The point of the blog post is to assert that that contrivance is not appropriate in nearly all use cases, despite how popular it seems to be. In the vast majority of use cases contriving MM/DD/YYYY into MM/DD/YYYY 00:00 GMT is not reasonable and can mask a vast amount of unintended behavior.

For example, a person in California who enters a date of 06/05/2022 in reference to their local time zone will suddenly wind up the day before - because 06/05/2022 00:00 GMT is actually 06/04/2022 16:00 PST.

If the developer wants to contrive the date into a "midnight instant", they are welcome to do so and there should be plenty of convenience functions to allow them to do that, but implicitly performing that contrivance is dangerous.

Wouldn't 06/05/2022 00:00 GMT be 05/05/2022 16:00 PST due to the DD/MM (GMT) MM/DD (PST) notation swap
Well it depends on if you have a type system that distinguishes between "date" types and "instant" types.

If you only have instants, then sure, you could do what you're saying, but the context in which the question was poised seems to imply that "dates" and "times" are separate.

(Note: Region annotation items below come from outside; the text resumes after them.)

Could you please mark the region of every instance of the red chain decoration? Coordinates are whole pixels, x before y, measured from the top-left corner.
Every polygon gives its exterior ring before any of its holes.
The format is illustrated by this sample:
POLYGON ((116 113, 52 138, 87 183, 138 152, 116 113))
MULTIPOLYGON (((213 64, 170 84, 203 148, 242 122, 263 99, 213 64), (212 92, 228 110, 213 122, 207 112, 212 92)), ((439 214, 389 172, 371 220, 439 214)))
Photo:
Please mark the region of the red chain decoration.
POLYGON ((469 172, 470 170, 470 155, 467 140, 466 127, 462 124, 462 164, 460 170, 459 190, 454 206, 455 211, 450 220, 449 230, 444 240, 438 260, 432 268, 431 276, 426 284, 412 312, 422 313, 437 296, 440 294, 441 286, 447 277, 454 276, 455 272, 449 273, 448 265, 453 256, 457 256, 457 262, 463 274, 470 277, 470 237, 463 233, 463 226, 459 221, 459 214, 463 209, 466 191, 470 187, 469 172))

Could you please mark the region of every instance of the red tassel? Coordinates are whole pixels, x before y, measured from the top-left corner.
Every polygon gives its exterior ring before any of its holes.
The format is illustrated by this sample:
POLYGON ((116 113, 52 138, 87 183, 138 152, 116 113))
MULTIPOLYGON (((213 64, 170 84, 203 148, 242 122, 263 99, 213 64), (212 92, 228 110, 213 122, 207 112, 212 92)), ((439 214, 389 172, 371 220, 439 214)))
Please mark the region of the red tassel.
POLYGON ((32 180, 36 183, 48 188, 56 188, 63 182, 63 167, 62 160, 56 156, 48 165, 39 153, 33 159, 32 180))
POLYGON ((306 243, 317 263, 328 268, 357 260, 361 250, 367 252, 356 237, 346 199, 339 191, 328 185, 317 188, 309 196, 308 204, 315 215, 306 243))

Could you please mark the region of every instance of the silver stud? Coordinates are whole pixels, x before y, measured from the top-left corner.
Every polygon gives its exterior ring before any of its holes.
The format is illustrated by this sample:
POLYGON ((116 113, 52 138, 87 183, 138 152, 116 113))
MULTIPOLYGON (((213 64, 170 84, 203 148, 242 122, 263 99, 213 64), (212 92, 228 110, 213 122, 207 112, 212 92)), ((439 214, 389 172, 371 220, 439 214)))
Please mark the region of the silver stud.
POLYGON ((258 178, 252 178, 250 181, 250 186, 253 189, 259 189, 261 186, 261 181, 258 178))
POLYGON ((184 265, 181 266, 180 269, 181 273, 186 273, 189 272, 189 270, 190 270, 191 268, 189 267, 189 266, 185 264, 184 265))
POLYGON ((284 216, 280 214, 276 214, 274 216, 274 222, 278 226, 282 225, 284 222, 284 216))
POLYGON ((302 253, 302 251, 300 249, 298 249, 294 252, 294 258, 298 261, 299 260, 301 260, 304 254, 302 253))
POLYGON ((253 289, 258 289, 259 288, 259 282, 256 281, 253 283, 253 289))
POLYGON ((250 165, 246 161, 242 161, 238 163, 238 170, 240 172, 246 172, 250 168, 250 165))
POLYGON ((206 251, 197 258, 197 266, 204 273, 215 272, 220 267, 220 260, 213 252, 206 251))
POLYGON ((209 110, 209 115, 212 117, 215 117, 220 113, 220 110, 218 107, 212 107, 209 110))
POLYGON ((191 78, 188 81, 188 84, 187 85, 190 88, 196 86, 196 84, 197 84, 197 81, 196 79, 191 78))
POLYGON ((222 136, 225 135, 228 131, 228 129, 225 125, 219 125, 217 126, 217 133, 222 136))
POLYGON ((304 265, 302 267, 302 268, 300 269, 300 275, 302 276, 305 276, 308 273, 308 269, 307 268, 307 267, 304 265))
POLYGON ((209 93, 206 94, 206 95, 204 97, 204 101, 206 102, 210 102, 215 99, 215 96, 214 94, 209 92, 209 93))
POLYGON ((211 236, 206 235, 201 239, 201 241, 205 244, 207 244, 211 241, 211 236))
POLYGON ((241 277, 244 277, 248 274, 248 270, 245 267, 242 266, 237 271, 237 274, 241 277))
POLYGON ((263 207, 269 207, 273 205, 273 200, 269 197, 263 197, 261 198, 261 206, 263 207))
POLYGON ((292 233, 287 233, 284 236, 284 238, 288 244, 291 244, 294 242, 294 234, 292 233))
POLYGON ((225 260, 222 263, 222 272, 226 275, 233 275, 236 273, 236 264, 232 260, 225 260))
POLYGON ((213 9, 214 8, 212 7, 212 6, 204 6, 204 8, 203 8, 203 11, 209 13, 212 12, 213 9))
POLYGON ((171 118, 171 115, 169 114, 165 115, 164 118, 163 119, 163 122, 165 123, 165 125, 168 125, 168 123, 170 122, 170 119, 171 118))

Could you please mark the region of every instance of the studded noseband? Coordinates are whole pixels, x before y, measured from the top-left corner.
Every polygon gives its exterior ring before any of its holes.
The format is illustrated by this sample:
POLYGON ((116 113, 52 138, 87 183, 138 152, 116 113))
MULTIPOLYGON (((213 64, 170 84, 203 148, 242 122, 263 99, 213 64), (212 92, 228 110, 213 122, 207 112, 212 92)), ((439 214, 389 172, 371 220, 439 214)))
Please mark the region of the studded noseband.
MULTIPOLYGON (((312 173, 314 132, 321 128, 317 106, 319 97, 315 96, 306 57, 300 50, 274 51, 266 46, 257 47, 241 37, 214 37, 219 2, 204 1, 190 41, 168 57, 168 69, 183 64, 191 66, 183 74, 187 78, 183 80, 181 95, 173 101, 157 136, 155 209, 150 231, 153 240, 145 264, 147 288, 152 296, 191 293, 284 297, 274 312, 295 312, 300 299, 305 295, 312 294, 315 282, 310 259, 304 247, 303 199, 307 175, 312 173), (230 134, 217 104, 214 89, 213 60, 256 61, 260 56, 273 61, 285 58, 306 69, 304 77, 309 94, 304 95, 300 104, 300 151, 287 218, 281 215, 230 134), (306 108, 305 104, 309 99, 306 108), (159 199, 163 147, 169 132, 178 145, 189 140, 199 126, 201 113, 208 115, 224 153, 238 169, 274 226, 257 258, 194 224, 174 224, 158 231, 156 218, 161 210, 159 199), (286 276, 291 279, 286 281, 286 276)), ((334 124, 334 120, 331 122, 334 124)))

And if you do have separate "date" and "instant" types, you lose the property of substitution: f(x) = f(y) if x = y for any arbitrary function f.

Sometimes the mapping is context specific...

For example non-mathematicians/programmers will specify date range as 2022-01-01 to 2022-01-31.

to map this you need a special mapping to convert to instant... (you need to map the upper range to 2022-02-01 (00:00), anything else is probably wrong).